Armed policemen keep watch outside Standard Chartered Bank on Moi Avenue  following a botched robbery  attempt by gangsters. PHOTO| FILE| NATION MEDIA GROUP

What you need to know:

  • Mr Musa Yego, former head of the Flying Squad, a crack unit within the Directorate of Criminal Investigations, says armed gangs in Nairobi became more active in 1989 with the formation of the 42 Brothers gang in Dandora Estate .
  • “This is the mother of most gangs in Nairobi today. However, as they splinter, they develop different areas of specialisation, with the most recent being those that specialise in abductions for ransom,” he adds.
  • Speaking on condition of anonymity, the police bosses DN2 interviewed said it was getting increasingly difficult to keep tabs on the groups because, while it is easy to nab those who actually participate in the crimes, the planners remain faceless.

In December last year, Interior Cabinet Secretary Joseph Nkaissery outlawed 89 criminal gangs, many of which are based in Nairobi. Nairobi’s criminal gangs go back a long way and have changed with time. Originally composed of just a few well-known figures, the gangs have splintered and now even specialise in particular areas.

Armed gangs emerged sometime after independence, and mainly targeted financial institutions and  businesses. But as the country moved to develop security institutions, so did the criminals develop theirs. By the 1970s, the gangs had become daring, and would rob banks in broad daylight.
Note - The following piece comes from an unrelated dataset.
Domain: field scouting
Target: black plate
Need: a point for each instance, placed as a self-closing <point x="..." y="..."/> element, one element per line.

Interior CS Joseph Nkaissery says CCTV cameras with face recognition abilities have been mounted at strategic points in the city, making  it easy to identify those involved in crime.

He says  the government will provide basic CCTV infrastructure that will make it easy for building owners to tap into.
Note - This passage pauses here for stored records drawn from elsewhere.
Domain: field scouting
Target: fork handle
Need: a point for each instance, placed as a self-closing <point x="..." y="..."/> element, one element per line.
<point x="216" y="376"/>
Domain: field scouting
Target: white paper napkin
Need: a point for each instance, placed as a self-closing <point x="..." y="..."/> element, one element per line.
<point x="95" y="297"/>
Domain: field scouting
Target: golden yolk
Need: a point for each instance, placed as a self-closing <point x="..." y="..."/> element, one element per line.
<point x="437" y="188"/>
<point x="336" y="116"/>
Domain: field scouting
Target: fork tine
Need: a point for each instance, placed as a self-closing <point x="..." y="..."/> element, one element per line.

“Links will be provided to business owners and the same monitored by metropolitan police units. We shall also provide links to TV stations so that they can tell viewers what is happening on the roads in real time,” he adds.

By 1990, the stakes had become higher, with the city’s population having grown rapidly, especially in  the  informal settlements.

One of the most notorious gangsters in Nairobi in the 1970s, Mr John Kiriamiti, says the gangs are intricate, vicious, founded by elderly master planners as well as youthful minds, “hard like barbed wire, rough like army boots and young and smart.”

Mr Kiriamiti, who has written a book, My Life in Crime, adds: “Their motivation in this deadly game varies. Some are in it to escape the vicious circle of poverty ravaging many households in Kenya, others are in it simply because they want a social identity where they can be called conquerors, yet others are in it because their rich parents gave them little or no guidance and too much freedom and are out to peddle their families’ influence through street violence.”

John Kiriamiti, now reformed, was a feared gangster in the 1970s. PHOTO| FILE| NATION MEDIA GROUP

 Mr Simon Muraguri, the founder of Hood Unity Programme, an initiative that teaches youngsters in informal settlements the importance of always being on the right side of the law, says slums are a major factor in breeding criminals. 

“You cannot have a mother who relies on prostitution, chang’aa brewing or drug peddling living in the same shack with her teens. The demand for privacy is instinctive,” he says, adding that as a result, many single mothers kick their teens out.

PETTY CRIMES DEVELOPS INTO SERIOUS CRIME

With no place to call home, the teens unite, and to fend for themselves, engage in petty crime, which later develops into serious crime.

He traces the beginning of criminal gangs to the 1970s, when land buying and selling outfits started being formed to help ordinary people develop Nairobi.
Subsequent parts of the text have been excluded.